Babacan, Erdoğan’ın bırakıp bırakmayacağı konusunda da “Şöyle sandıkları hep beraber bir patlatalım… Açık ara seçimi alalım, ondan sonra hiç kimsenin ne söyleyeceği laf ne de yapabileceği bir iş kalır” diye konuştu.
“Merkezçek kuvveti var”
Altılı Masa’nın yeniden tek adam rejimi olmasın diye uğraştığının altını çizen DEVA lideri, “Bizim adayımız çıkacak, siyasi taahhütte bulunacak. Genel başkanlardan birisi aday olursa kendi partisinde çoğunluğu olmayacağı için herkes bir arada durmaya mecbur. O yüzden ben bu masanın ‘merkezçek kuvveti’ var diyorum. Şu anda Erdoğan niye Devlet Bahçeli’nin yükünü çekiyor ki? Parlamentoda AKP’nin çoğunluğu olmadığı için… Geçiş sürecini çok önemsiyoruz. (Meclis çoğunluğunu elde edemezsek) 6 ay, 1 yıl, 2 yıl diye düşündüğümüz süreç belki de 5 yıl devam etmek zorunda. Onun için dürüst, sözünde duran bir aday lazım” dedi.
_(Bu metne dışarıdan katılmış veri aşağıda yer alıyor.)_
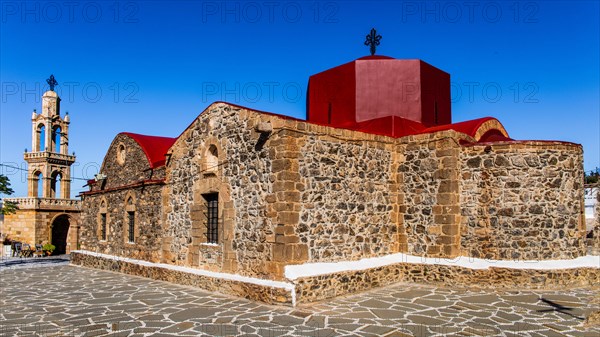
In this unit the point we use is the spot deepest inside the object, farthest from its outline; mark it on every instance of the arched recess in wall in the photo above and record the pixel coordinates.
(103, 228)
(131, 227)
(211, 159)
(55, 184)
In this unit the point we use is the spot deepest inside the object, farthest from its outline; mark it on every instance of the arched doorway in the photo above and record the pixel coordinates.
(60, 231)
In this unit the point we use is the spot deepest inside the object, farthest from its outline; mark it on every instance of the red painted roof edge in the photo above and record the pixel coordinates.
(140, 183)
(525, 142)
(154, 147)
(468, 127)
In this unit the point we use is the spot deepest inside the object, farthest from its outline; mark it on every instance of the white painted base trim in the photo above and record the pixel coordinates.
(232, 277)
(293, 272)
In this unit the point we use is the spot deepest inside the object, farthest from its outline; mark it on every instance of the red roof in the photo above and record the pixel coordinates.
(154, 147)
(469, 127)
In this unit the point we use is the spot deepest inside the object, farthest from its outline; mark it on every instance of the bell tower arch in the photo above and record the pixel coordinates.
(49, 162)
(47, 214)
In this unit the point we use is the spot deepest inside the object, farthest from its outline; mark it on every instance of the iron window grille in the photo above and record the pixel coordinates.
(212, 217)
(103, 226)
(131, 221)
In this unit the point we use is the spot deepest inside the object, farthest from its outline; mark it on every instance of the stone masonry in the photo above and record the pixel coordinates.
(522, 201)
(121, 186)
(294, 192)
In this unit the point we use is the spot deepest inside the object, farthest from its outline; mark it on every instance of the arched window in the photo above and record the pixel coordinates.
(212, 159)
(55, 183)
(56, 139)
(121, 154)
(37, 185)
(40, 143)
(130, 220)
(102, 222)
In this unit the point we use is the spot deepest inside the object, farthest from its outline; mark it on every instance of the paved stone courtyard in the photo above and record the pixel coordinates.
(64, 300)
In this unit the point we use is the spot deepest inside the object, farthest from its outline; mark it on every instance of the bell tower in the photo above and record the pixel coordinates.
(49, 162)
(47, 214)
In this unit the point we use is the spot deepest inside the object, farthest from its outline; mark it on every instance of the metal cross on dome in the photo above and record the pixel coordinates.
(373, 40)
(51, 82)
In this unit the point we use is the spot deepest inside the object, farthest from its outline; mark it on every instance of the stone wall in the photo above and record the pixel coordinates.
(34, 226)
(243, 181)
(251, 291)
(124, 181)
(310, 289)
(522, 201)
(309, 193)
(428, 177)
(135, 167)
(346, 198)
(596, 231)
(148, 229)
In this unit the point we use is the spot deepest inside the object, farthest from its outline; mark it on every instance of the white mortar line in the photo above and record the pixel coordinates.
(201, 272)
(293, 272)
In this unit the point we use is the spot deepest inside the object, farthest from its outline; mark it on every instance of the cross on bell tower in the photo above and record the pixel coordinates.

“2017’de keşke konuşsaydım”
CHP Genel Başkanı Kemal Kılıçdaroğlu’nun gündeme getirdiği ‘Helalleşme’ konusunda Ali Babacan, zihnine takılı kalan konunun 2017 referandumu olduğunu belirtti ve “O referanduma giderken, 2015’te ‘Ben artık konuşmayacağım çünkü siyaseti bırakıyorum’ diye karar almıştım. Referandumu soranlara bunun yanlış olduğunu söyledim. Fakat kamuoyunun önüne çıkıp açıklama yapmadım. ‘Bu iş yanlış. Başkanlık Sistemi dedikleri bu ucube sistem yanlış’ demedim. Çıkıp konuşsam iyi olurmuş” dedi.
Çok tartışılan Kur Korumalı Mevduat konusuna değinen Babacan “Burada ödenen kur farkıyla faize ödenen rakam 650 milyar ediyor. Tarım desteğinin tamamı 50 milyar TL, bütün çiftçilere verilen destek. Faizle kur farkı 650 milyar… Kimden alınıyor? Ya borçlanılıyor ya da asgari ücret üzerindeki vergiden, 1 kilo peynir alıyorsunuz oradaki KDV’den alınıyor. Büyük bir servet transferi. Onun için fırsat eşitliği, hukuki güvenlik ekonomi için olmazsa olmaz şeyler” açıklamasında bulundu.
“Orta direk yıkıldı”
Ekonominin temelinde güven olduğunu vurgulayan Babacan, “Bizim eylem planlarımızdan en kalını ekonomi, 116 madde var burada. Bir de yargı reformu, 198 madde var. Hukuk güvenliği olmayınca rekabete açık, fırsat eşitliği, şeffaf bir ekonomik düzen kurmanız mümkün olmuyor. O zaman az sayıda insan zengin, çok sayıda insan mağdur oluyor. Şu an bunu yaşıyoruz. Ülkede orta direk yıkıldı” diye konuştu.